Cardiometabole aandoeningen, waaronder hartaandoeningen en beroertes, zijn de belangrijkste wereldwijde doodsoorzaken1. Lichamelijke inactiviteit, slechte voeding, voortschrijdende leeftijd en genetica moduleren de pathofysiologie van deze aandoeningen. Accumulerend bewijs ondersteunt het concept dat darmmicrobiota cardiovasculaire en metabole stoornissen beïnvloeden, waaronder type 2 diabetes2, obesitas3 en hypertensie4, die een sleutel kunnen zijn tot de ontwikkeling van nieuwe therapeutische benaderingen voor deze ziekten.
De exacte mechanismen waarmee de microbiota ziekten veroorzaken, zijn nog onbekend en de huidige studies zijn zeer variabel, deels als gevolg van methodologische verschillen.
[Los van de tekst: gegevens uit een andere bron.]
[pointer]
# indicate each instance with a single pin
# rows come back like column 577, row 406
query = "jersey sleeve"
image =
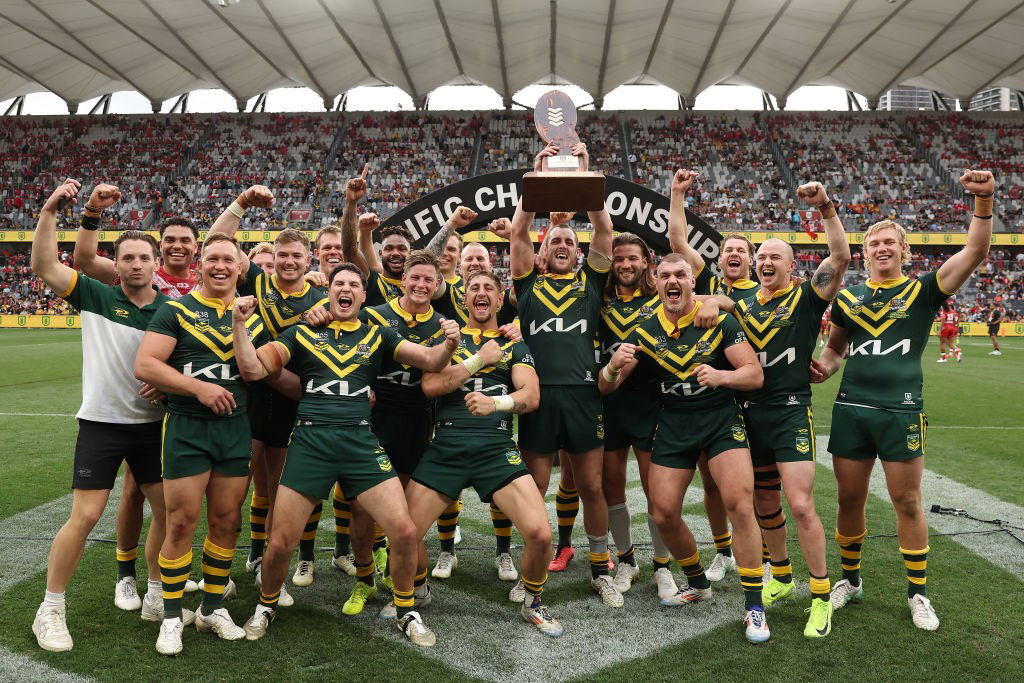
column 85, row 293
column 732, row 334
column 165, row 321
column 932, row 289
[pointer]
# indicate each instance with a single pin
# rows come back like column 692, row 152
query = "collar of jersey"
column 886, row 284
column 343, row 326
column 629, row 297
column 213, row 303
column 411, row 318
column 673, row 329
column 273, row 281
column 782, row 292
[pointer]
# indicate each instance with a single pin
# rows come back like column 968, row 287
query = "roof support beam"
column 72, row 36
column 506, row 93
column 171, row 32
column 764, row 34
column 293, row 50
column 448, row 36
column 417, row 99
column 899, row 77
column 657, row 36
column 818, row 48
column 599, row 95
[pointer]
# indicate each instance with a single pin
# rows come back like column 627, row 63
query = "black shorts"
column 101, row 446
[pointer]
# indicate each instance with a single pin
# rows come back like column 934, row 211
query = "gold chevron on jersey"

Fecale microbiotatransplantatie (FMT) is een waardevolle benadering voor het afbakenen van een directe rol van de totale microbiota of geïsoleerde soorten in de pathofysiologie van ziekten. FMT wordt veel gebruikt in dierstudies om een fenotype te induceren of te onderdrukken. Calorie-inname en glucosemetabolisme kunnen bijvoorbeeld worden gemoduleerd door fecale materie van een zieke donor over te brengen naar een gezonde ontvanger 5,6. Bij mensen is aangetoond dat FMT een veilige behandelingsoptie is voor patiënten met recidiverende Clostridium difficile-infectie 7. Er is bewijs dat het gebruik ervan bij het beheer van hart- en vaatziekten ondersteunt; FMT van patiënten met mager tot metabool syndroom verbetert bijvoorbeeld de insulinegevoeligheid8. Darmdysbiose wordt ook geassocieerd met hoge bloeddruk in zowel menselijke als knaagdierstudies 9,10,11. FMT van muizen die een zoutrijk dieet kregen in kiemvrije muizen maakt de ontvangers vatbaar voor ontsteking en hypertensie12.
Ondanks het hoge percentage FMT-succes bij knaagdieren, blijven translationele uitdagingen bestaan. Klinische studies met FMT voor de behandeling van obesitas en metabool syndroom geven minimale tot geen effecten op deze aandoeningen13,14,15. Er zijn dus meer studies nodig om aanvullende therapeutische wegen te identificeren die zich richten op de darmmicrobiota voor de behandeling van cardiometabole stoornissen. Het meeste beschikbare bewijs over de darmmicrobiota en hart- en vaatziekten is associatief. Het beschreven protocol bespreekt hoe een combinatie van FMT en de Zwitserse roltechniek kan worden gebruikt om zowel een verband tussen ziekte en darmmicrobiota aan te tonen als de integriteit van alle delen van de darmdarm direct te beoordelen16,17,18.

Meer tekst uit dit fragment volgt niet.